Cairo is…amazing, enormous, bustling, beautiful. Cairo is an enormous city, housing some 17 million people — with the infrastructure to support only about 4 million people.
Cairo was once known as the city of a thousand minarets, and looking over the city from the citadel, it is obvious that there are at least that many still. Hundreds of mosques line the twisting, medieval streets, packed in with the newer apartments and even high-rises. ON one street you are likely to see a small brick house, a stone mosque, a late 17th century warehouse, a victorian home, a modern shopfront, and a huge hotel — it’s overwhemling sometimes.
The smog is terrible — even on a relatively clear day, the city is shrouded in a brownish haze. Add that to the morning mist that blankets the Nile Valley and there were times we could barely see the street from our hotel room on the upper floors.

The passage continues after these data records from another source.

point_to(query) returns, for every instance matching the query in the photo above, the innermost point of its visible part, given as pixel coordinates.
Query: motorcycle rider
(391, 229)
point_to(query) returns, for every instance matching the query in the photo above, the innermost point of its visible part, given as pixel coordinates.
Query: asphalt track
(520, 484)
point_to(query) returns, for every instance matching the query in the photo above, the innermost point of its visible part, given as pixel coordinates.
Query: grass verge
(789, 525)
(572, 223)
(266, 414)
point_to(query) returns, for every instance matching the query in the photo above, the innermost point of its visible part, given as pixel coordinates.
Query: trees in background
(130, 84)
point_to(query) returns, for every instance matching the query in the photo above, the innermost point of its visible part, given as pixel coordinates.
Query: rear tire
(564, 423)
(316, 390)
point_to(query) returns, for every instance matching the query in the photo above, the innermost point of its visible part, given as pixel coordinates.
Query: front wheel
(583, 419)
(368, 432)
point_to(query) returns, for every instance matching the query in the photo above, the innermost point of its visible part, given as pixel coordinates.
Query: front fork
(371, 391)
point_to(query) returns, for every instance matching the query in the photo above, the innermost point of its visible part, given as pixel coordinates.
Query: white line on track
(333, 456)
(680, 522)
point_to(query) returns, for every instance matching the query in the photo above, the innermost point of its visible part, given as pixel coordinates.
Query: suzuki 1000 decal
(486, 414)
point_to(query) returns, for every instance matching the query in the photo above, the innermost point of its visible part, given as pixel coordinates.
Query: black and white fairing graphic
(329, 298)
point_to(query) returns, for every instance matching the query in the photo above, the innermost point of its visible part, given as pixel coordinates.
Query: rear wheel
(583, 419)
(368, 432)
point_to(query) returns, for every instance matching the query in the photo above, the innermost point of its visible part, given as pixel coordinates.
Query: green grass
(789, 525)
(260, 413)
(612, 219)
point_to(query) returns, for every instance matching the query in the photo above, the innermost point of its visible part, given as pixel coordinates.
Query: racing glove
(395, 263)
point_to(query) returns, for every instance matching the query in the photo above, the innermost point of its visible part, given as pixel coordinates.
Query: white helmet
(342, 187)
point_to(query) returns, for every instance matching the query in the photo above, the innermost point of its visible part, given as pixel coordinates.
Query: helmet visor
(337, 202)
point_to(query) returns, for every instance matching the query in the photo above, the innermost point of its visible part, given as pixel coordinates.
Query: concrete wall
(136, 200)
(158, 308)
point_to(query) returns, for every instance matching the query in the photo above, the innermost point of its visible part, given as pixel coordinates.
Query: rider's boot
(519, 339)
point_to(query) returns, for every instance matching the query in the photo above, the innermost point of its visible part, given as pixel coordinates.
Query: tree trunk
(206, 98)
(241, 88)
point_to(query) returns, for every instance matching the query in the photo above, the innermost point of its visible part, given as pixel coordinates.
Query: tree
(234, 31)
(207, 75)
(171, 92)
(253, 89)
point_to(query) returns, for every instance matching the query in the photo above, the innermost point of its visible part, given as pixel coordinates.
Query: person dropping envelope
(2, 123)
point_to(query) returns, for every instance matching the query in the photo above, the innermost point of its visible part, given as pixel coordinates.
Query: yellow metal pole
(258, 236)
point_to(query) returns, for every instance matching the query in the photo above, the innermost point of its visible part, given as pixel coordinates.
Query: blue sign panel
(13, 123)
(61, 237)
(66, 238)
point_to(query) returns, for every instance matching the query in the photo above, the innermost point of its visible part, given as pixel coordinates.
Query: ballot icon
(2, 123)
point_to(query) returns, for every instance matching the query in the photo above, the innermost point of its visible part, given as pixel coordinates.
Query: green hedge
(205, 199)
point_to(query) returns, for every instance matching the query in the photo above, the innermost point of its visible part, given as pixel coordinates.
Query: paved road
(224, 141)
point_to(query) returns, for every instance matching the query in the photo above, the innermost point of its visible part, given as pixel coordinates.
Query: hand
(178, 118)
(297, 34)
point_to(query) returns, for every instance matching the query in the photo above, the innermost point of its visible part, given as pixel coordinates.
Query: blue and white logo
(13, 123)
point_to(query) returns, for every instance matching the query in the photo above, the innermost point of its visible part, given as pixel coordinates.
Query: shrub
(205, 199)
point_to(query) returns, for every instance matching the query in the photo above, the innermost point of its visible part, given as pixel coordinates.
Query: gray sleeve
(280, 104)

Cairo traffic is legendary — or infamous. I had originally though that we’d either get a car and drive ourselves, or rely on taxis and busses in the city. Mark laughed at the suggestion, and after a few minutes in the streets of Cairo, I understood why. Drivers pay little attention to road signs or signals, even a traffic cop in the middle of an intersection attempting to direct traffic is often igrnoed; camels and donkey carts drive along with cars, five or six cars will drive abreast down a two lane road. I am convinced that if you have not grown up understanding the language of honks and yells to maneuver in the streets, it would be dangerous to try it!!
Cairo has a rich history, Muslim and Coptic — we visited areas of the city for each.